Saboor Ahmed, author of “A Failed Hypothesis” and member of the Sapience Institute, joins the show to dismantle scientism — the ideology that masquerades as science while making claims that go far beyond what evidence supports. From the theory of evolution to the origins of consciousness, the conversation exposes how Darwinism has functioned more as a religion than a scientific theory, and why Islam provides a framework for understanding creation that is both intellectually honest and spiritually complete.
Darwinism: Science or Religion?
The first person to call Darwinism a religion was not a Muslim scholar but a secular critic who recognized that the theory demands faith-based acceptance of claims that cannot be empirically verified. The leap from observable micro-evolution to the claim that all life descended from a common ancestor through random mutation and natural selection requires a level of faith that rivals any religious doctrine. Islam encourages scientific inquiry but draws a clear line between what evidence actually shows and the ideological extrapolations that scientism demands.
This is not something based on scientific evidence — this is in the world of apes and monkeys being presented as settled science. The first person to call Darwinism a religion recognized what most people are afraid to say.
Science vs.
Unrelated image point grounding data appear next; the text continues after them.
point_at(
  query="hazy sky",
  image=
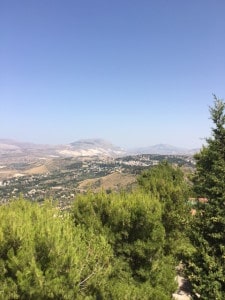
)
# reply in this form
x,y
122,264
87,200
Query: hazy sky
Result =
x,y
134,72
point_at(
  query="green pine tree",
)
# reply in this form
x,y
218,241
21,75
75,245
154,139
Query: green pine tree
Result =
x,y
206,268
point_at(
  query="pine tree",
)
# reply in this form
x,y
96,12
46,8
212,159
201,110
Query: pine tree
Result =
x,y
206,268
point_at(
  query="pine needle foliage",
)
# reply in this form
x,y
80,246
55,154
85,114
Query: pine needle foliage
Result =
x,y
206,268
44,256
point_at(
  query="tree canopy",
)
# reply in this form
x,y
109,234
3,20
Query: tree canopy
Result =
x,y
206,267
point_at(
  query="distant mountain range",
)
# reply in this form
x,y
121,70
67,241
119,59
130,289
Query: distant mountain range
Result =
x,y
85,147
165,149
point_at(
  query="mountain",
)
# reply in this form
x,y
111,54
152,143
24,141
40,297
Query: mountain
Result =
x,y
82,148
88,147
164,149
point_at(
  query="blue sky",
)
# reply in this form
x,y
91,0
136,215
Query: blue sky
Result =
x,y
136,73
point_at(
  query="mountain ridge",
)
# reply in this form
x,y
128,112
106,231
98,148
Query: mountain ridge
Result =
x,y
88,147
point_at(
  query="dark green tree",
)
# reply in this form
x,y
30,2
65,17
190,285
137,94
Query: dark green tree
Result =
x,y
168,184
132,224
206,267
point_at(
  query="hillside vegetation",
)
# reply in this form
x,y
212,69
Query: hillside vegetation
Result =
x,y
123,245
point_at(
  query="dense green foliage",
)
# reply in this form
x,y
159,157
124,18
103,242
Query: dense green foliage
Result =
x,y
206,268
44,256
133,226
168,184
108,246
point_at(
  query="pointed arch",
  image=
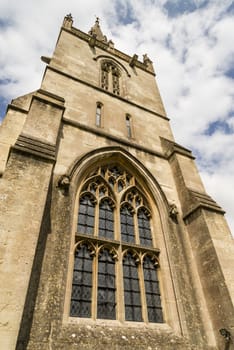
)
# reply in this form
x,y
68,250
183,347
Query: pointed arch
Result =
x,y
149,200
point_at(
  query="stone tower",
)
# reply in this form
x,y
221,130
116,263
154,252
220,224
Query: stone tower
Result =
x,y
108,238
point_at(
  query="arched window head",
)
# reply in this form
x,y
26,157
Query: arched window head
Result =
x,y
110,77
99,108
114,226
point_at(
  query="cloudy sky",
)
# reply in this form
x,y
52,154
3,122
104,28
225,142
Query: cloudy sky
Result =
x,y
190,43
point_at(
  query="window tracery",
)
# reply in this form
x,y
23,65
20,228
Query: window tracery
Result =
x,y
114,234
110,77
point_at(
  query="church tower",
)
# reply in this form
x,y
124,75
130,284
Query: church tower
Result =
x,y
108,237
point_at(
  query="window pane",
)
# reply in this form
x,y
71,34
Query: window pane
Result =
x,y
132,298
86,215
152,291
127,225
144,228
106,286
82,284
106,220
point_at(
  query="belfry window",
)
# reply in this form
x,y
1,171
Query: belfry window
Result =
x,y
110,77
99,108
114,242
128,125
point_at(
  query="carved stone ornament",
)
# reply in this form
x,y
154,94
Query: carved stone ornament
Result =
x,y
64,183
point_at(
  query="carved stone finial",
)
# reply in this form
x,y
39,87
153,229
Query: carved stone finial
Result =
x,y
68,21
96,30
111,44
133,60
147,62
64,183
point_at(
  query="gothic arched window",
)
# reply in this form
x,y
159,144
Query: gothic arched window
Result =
x,y
110,77
114,242
99,108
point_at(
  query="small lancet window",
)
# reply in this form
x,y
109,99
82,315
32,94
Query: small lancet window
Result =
x,y
82,283
106,286
110,77
127,224
144,227
86,215
106,219
152,292
99,108
128,125
132,295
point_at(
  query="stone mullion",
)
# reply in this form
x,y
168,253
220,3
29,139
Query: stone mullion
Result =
x,y
142,289
94,284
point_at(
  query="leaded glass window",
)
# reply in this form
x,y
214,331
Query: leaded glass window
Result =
x,y
86,214
114,242
98,114
152,292
82,283
144,227
127,224
106,286
132,295
106,219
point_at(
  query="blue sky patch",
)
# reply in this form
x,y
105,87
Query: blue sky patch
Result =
x,y
230,72
3,106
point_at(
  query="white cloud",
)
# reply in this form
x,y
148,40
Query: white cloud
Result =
x,y
191,53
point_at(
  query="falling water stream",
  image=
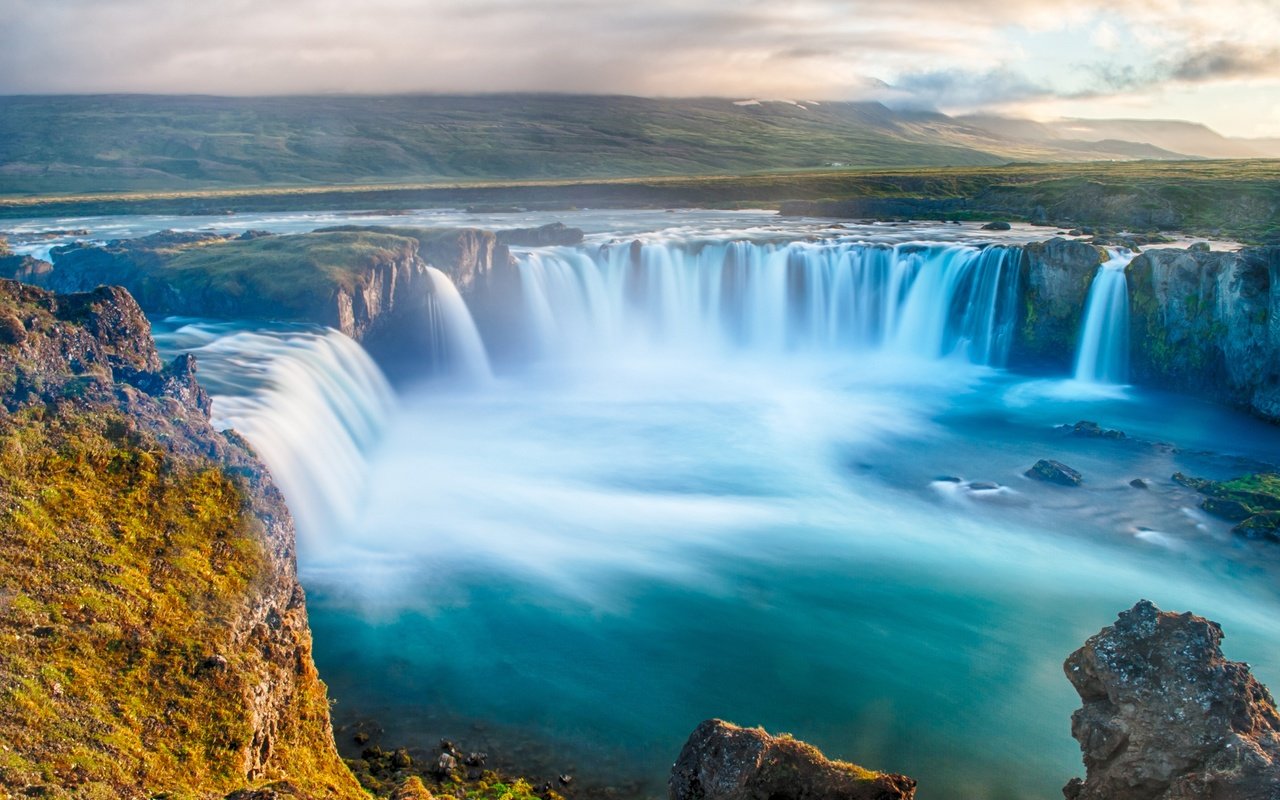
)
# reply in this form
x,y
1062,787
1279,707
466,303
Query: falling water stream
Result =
x,y
1102,355
777,481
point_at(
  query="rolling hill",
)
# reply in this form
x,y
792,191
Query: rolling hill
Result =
x,y
140,142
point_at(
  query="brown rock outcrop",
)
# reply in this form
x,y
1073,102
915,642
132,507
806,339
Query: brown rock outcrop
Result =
x,y
1166,717
725,762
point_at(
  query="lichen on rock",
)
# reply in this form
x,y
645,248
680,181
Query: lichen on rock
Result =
x,y
725,762
1166,717
155,632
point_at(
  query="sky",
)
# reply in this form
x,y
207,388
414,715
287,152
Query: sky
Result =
x,y
1216,63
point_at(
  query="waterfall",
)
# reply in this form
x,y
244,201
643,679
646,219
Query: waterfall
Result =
x,y
456,348
311,402
923,300
1102,355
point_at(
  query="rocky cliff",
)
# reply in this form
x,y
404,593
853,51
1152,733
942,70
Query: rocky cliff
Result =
x,y
1208,323
1055,284
725,762
156,636
1166,717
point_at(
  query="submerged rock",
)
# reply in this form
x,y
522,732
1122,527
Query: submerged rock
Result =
x,y
725,762
1253,501
1055,472
544,236
1089,429
1168,717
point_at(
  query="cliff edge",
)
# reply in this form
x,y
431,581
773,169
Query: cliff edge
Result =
x,y
155,632
1166,717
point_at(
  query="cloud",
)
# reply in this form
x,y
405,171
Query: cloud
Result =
x,y
940,53
968,90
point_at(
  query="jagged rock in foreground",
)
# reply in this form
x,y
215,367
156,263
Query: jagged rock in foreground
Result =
x,y
1166,717
725,762
156,639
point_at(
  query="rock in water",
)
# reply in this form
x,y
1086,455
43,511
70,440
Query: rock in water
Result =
x,y
725,762
1055,472
1166,717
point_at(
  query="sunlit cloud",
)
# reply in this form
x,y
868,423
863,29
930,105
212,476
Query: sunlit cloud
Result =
x,y
946,54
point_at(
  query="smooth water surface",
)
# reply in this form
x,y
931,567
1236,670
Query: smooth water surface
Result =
x,y
750,510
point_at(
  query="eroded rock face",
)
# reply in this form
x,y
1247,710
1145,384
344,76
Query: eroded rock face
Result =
x,y
87,360
1166,717
725,762
1207,323
1056,278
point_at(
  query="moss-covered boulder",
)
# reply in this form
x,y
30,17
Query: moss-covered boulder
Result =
x,y
1252,502
155,634
726,762
1055,284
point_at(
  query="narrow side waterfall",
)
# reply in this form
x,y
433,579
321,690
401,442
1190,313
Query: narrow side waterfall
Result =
x,y
1102,355
312,405
457,350
923,300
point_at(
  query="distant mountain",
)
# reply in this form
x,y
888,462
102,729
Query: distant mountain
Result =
x,y
142,142
1166,135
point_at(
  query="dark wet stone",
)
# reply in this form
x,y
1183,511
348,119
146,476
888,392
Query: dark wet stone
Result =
x,y
1055,472
725,762
1166,717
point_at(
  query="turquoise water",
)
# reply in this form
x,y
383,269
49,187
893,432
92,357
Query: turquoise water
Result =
x,y
597,563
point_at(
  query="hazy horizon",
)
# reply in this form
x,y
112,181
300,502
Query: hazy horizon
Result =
x,y
1120,59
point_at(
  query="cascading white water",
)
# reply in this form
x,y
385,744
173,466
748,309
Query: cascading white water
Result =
x,y
924,300
312,405
457,350
1102,355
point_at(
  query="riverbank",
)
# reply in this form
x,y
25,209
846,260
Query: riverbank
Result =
x,y
1221,199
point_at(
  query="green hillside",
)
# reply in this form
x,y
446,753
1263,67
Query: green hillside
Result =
x,y
136,142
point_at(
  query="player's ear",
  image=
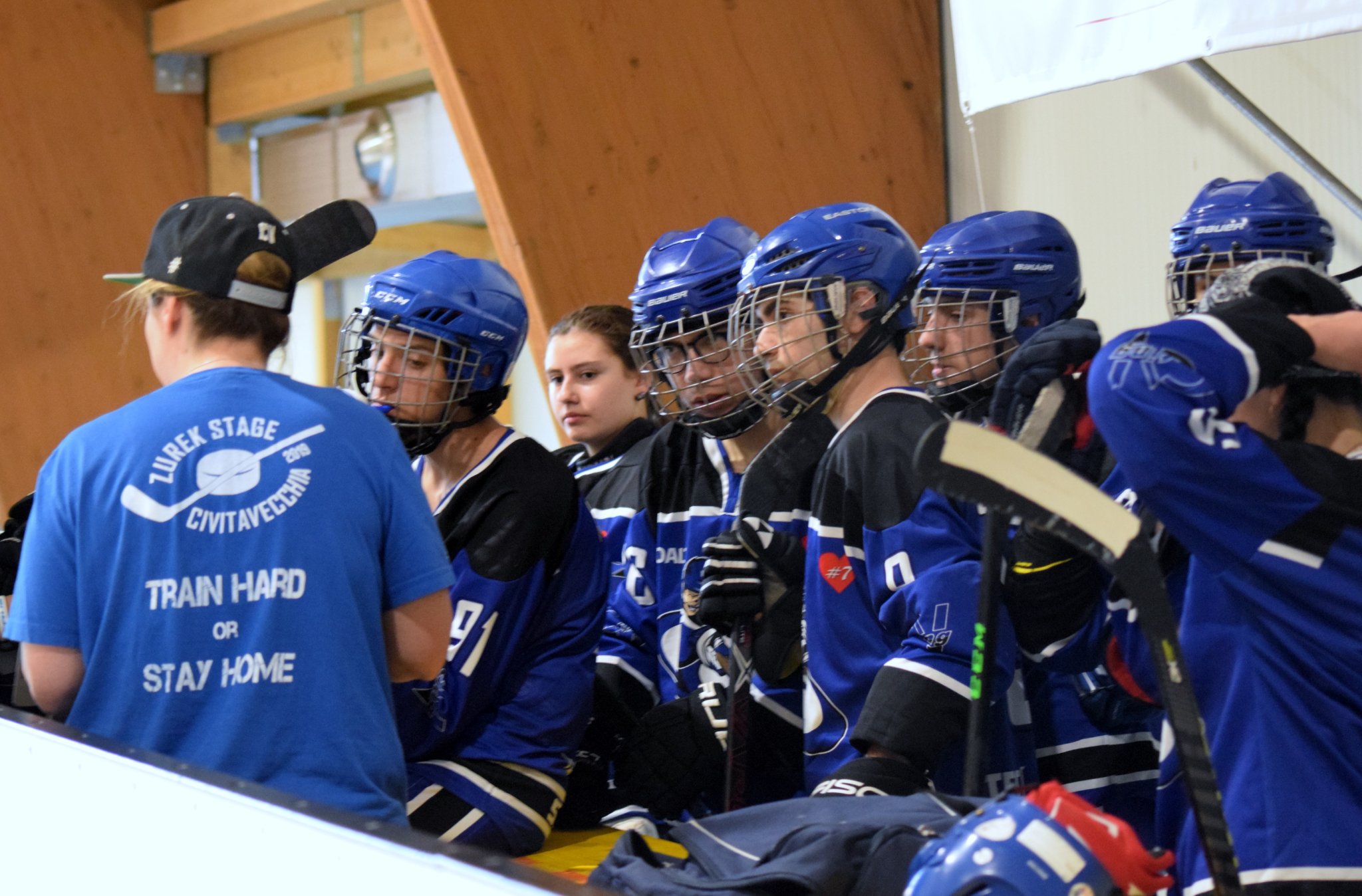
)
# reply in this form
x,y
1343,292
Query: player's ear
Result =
x,y
171,314
861,300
Scientism
- Science is the systematic study of the natural world through observation and experiment — scientism is the ideological claim that science is the only valid way to know anything
- The Quran encourages reflection on creation, observation of the natural world, and the pursuit of knowledge — it is pro-science, not anti-science
- Many foundational scientists in history were believers in God, and the assumption that science and faith are incompatible is a modern invention
- Islam provides answers to the questions that science cannot address: purpose, morality, consciousness, and what happens after death
Islam encourages scientific inquiry and rational thinking. What it rejects is scientism — the ideology that claims science can answer questions about purpose, morality, and the soul that are beyond its scope.